Through the contributions of those who have educated themselves by undergoing IT training, we conduct business and commerce, perform scientific experiments, navigate through the stars and around planets, and explore the deepest haunts of the oceans. We also take care of the ill and injured among us, teach the next generations, and keep track of the needy, both human and animal. In addition, we predict the weather and police the environment, fly planes and sail ships, and transport people and goods on our rails and highways. Not to be left out are the fuels we produce, the skies and borders we protect, and the agriculture and animal husbandry we monitor and modify. All these fields of endeavor in a highly interrelated world require computer capacity and speed to accomplish.

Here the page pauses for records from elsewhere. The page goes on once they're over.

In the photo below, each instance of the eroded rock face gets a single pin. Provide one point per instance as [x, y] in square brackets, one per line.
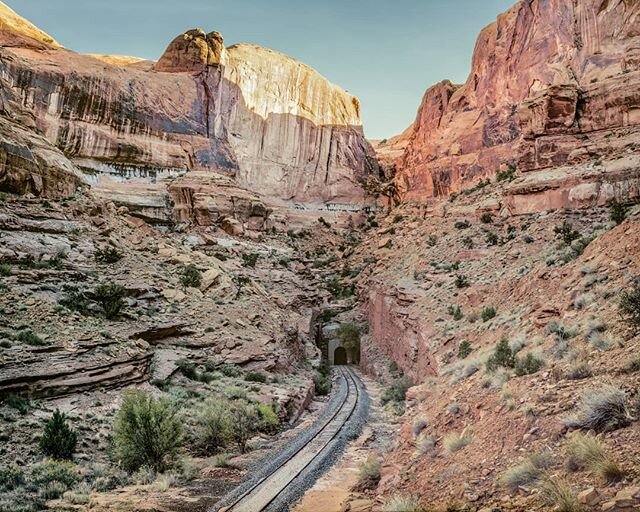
[192, 51]
[533, 101]
[270, 123]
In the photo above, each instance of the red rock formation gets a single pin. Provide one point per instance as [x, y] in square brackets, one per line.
[271, 123]
[553, 83]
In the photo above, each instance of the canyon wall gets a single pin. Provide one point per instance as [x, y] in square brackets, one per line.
[555, 84]
[269, 123]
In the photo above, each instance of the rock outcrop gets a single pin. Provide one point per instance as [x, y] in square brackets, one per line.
[273, 125]
[536, 102]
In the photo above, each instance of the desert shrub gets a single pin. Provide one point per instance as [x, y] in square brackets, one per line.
[244, 423]
[520, 475]
[488, 313]
[74, 299]
[187, 368]
[464, 349]
[322, 384]
[51, 470]
[455, 442]
[30, 338]
[58, 440]
[146, 432]
[191, 277]
[396, 391]
[455, 312]
[486, 218]
[268, 421]
[11, 477]
[579, 371]
[255, 376]
[214, 426]
[587, 451]
[557, 492]
[250, 260]
[229, 370]
[601, 409]
[566, 232]
[108, 255]
[617, 212]
[502, 356]
[491, 238]
[110, 296]
[368, 474]
[461, 281]
[528, 365]
[629, 307]
[402, 503]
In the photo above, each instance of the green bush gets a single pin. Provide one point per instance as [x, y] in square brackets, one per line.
[191, 277]
[146, 432]
[528, 365]
[255, 376]
[11, 477]
[214, 426]
[58, 440]
[268, 420]
[396, 391]
[244, 422]
[108, 255]
[464, 349]
[110, 296]
[51, 470]
[250, 260]
[629, 307]
[502, 357]
[566, 232]
[488, 313]
[486, 218]
[492, 238]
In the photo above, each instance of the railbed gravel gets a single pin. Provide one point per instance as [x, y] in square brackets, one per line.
[320, 465]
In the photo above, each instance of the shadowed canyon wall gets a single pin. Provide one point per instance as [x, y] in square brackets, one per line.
[554, 85]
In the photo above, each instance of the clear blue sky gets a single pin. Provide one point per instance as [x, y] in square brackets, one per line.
[386, 52]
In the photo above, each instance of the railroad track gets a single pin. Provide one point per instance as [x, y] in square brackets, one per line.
[266, 490]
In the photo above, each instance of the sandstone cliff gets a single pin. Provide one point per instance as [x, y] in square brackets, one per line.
[553, 84]
[266, 121]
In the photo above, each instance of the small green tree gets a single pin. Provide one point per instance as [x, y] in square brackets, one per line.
[629, 307]
[147, 432]
[244, 421]
[617, 212]
[214, 426]
[110, 296]
[58, 440]
[502, 356]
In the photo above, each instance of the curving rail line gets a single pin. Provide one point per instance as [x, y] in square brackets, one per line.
[259, 496]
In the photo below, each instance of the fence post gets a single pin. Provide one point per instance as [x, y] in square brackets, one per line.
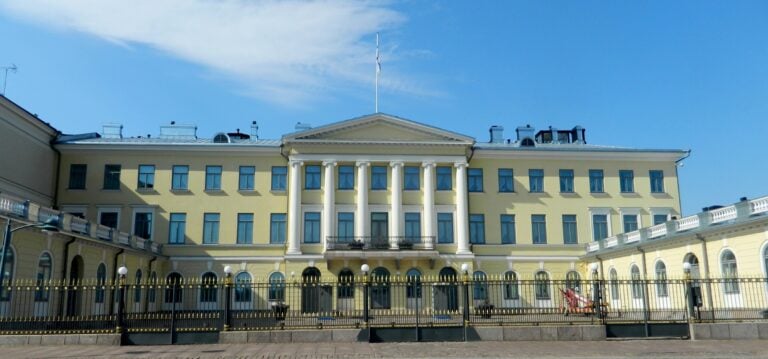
[227, 298]
[120, 322]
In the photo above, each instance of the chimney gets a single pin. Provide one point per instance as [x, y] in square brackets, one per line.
[525, 132]
[497, 134]
[254, 130]
[112, 130]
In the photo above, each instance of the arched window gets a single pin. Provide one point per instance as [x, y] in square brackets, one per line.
[730, 272]
[5, 295]
[243, 287]
[173, 293]
[573, 281]
[541, 285]
[101, 280]
[614, 276]
[637, 285]
[346, 284]
[152, 284]
[413, 277]
[661, 279]
[480, 291]
[44, 266]
[511, 286]
[208, 289]
[137, 287]
[277, 287]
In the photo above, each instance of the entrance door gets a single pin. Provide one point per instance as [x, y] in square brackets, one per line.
[379, 230]
[446, 294]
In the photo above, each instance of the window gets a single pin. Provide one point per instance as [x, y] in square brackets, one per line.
[244, 228]
[243, 287]
[413, 280]
[277, 228]
[480, 290]
[211, 228]
[475, 179]
[570, 235]
[596, 181]
[536, 180]
[411, 178]
[44, 265]
[477, 228]
[508, 229]
[346, 288]
[614, 276]
[659, 218]
[511, 286]
[541, 285]
[346, 177]
[180, 178]
[77, 176]
[413, 227]
[573, 281]
[657, 181]
[599, 226]
[627, 181]
[142, 224]
[444, 181]
[101, 280]
[630, 222]
[279, 174]
[729, 272]
[661, 279]
[276, 287]
[445, 228]
[378, 177]
[173, 289]
[109, 219]
[312, 177]
[146, 177]
[212, 178]
[208, 289]
[346, 227]
[566, 180]
[506, 180]
[137, 286]
[312, 227]
[177, 228]
[247, 178]
[111, 176]
[539, 228]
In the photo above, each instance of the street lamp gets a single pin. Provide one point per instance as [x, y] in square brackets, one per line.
[50, 225]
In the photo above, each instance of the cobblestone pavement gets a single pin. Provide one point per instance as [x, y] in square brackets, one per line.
[607, 349]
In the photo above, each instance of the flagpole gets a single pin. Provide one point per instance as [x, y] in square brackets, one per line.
[378, 69]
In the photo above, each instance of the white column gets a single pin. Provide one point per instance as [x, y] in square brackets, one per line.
[361, 217]
[294, 207]
[329, 190]
[395, 223]
[462, 215]
[429, 205]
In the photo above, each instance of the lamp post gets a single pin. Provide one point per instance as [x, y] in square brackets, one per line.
[122, 271]
[227, 297]
[50, 225]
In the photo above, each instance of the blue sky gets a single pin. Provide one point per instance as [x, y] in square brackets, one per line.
[645, 74]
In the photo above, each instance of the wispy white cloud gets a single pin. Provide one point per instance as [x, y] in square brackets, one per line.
[286, 52]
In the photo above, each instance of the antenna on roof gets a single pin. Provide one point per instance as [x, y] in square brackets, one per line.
[13, 69]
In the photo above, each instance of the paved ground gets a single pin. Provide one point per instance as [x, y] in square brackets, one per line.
[607, 349]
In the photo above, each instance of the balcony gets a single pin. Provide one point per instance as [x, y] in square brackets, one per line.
[380, 246]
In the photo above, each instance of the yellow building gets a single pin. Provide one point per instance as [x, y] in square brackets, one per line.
[403, 197]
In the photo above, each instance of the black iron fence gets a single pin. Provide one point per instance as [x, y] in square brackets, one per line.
[31, 307]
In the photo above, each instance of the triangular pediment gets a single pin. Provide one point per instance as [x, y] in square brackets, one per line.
[378, 128]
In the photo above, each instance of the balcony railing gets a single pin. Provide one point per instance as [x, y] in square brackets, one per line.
[379, 243]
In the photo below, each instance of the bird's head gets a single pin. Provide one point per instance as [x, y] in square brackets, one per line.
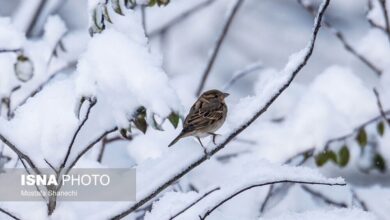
[214, 94]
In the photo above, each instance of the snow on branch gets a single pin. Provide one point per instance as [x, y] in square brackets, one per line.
[293, 67]
[340, 36]
[208, 212]
[355, 130]
[214, 53]
[251, 68]
[323, 197]
[380, 107]
[180, 18]
[9, 214]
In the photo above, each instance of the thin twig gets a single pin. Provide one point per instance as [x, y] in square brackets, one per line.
[9, 214]
[359, 200]
[92, 103]
[380, 107]
[241, 73]
[323, 197]
[20, 153]
[89, 146]
[10, 50]
[383, 4]
[262, 109]
[35, 17]
[193, 203]
[218, 44]
[208, 212]
[106, 141]
[346, 136]
[372, 22]
[340, 36]
[305, 155]
[180, 18]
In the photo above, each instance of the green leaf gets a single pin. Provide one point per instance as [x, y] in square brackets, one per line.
[116, 6]
[152, 2]
[174, 119]
[106, 14]
[361, 138]
[379, 163]
[343, 157]
[156, 125]
[380, 127]
[325, 156]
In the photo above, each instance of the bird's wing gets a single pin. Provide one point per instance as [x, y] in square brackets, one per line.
[202, 116]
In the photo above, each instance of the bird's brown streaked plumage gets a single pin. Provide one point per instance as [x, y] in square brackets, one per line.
[205, 117]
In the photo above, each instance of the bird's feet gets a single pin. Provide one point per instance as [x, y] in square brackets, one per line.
[214, 135]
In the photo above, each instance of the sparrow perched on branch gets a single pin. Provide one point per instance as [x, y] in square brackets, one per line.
[206, 116]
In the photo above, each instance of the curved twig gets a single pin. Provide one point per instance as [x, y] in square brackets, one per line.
[218, 44]
[264, 184]
[92, 102]
[323, 197]
[9, 214]
[294, 71]
[193, 203]
[339, 35]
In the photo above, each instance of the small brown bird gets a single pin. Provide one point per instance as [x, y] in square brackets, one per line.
[205, 117]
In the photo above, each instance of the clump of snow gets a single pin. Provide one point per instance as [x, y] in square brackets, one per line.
[375, 46]
[10, 37]
[120, 71]
[345, 214]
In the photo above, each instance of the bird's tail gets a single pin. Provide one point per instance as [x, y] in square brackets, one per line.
[176, 139]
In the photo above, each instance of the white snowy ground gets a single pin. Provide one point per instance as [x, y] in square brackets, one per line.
[332, 96]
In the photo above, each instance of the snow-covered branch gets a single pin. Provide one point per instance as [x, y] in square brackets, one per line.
[196, 201]
[340, 36]
[204, 216]
[9, 214]
[355, 130]
[323, 197]
[180, 18]
[293, 67]
[92, 102]
[214, 53]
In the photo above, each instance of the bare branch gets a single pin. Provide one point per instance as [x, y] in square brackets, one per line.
[264, 184]
[346, 136]
[10, 50]
[180, 18]
[193, 203]
[106, 141]
[218, 44]
[299, 160]
[262, 109]
[241, 73]
[20, 153]
[380, 107]
[9, 214]
[92, 102]
[383, 4]
[97, 140]
[323, 197]
[340, 36]
[356, 198]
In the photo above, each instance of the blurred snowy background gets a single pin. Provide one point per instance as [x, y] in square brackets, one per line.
[330, 105]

Information Technology Training encompasses such legacy programming languages, as COBOL (used in business-oriented report generation), FORTRAN (used for complex scientific and engineering calculations), and RPG (used for database access). These languages still undergo modification to interface with newer applications now considered essential to their respective sectors. Although even post-1977 Fortran, in particular, is often thought to be at death's door, in spite of its many specialized versions, this is not the case. The old languages retain their specific niches in computer science.

IT Training Covers a Lot of Ground

IT Training also extends to structured languages such as C, which is widely used in many computing environments, perhaps best known for being the language of the UNIX operating system. However, its many other environments include the PC, Macintosh and mainframe systems. C*, called a dialect of C, is used for parallel or multi-programming. Another derivative of C is C#, a programming language capable of standing alone, but which is also quite closely tied in with Microsoft Common Language Runtime (CLR). C++ is a complex but often used object-oriented language derived from C.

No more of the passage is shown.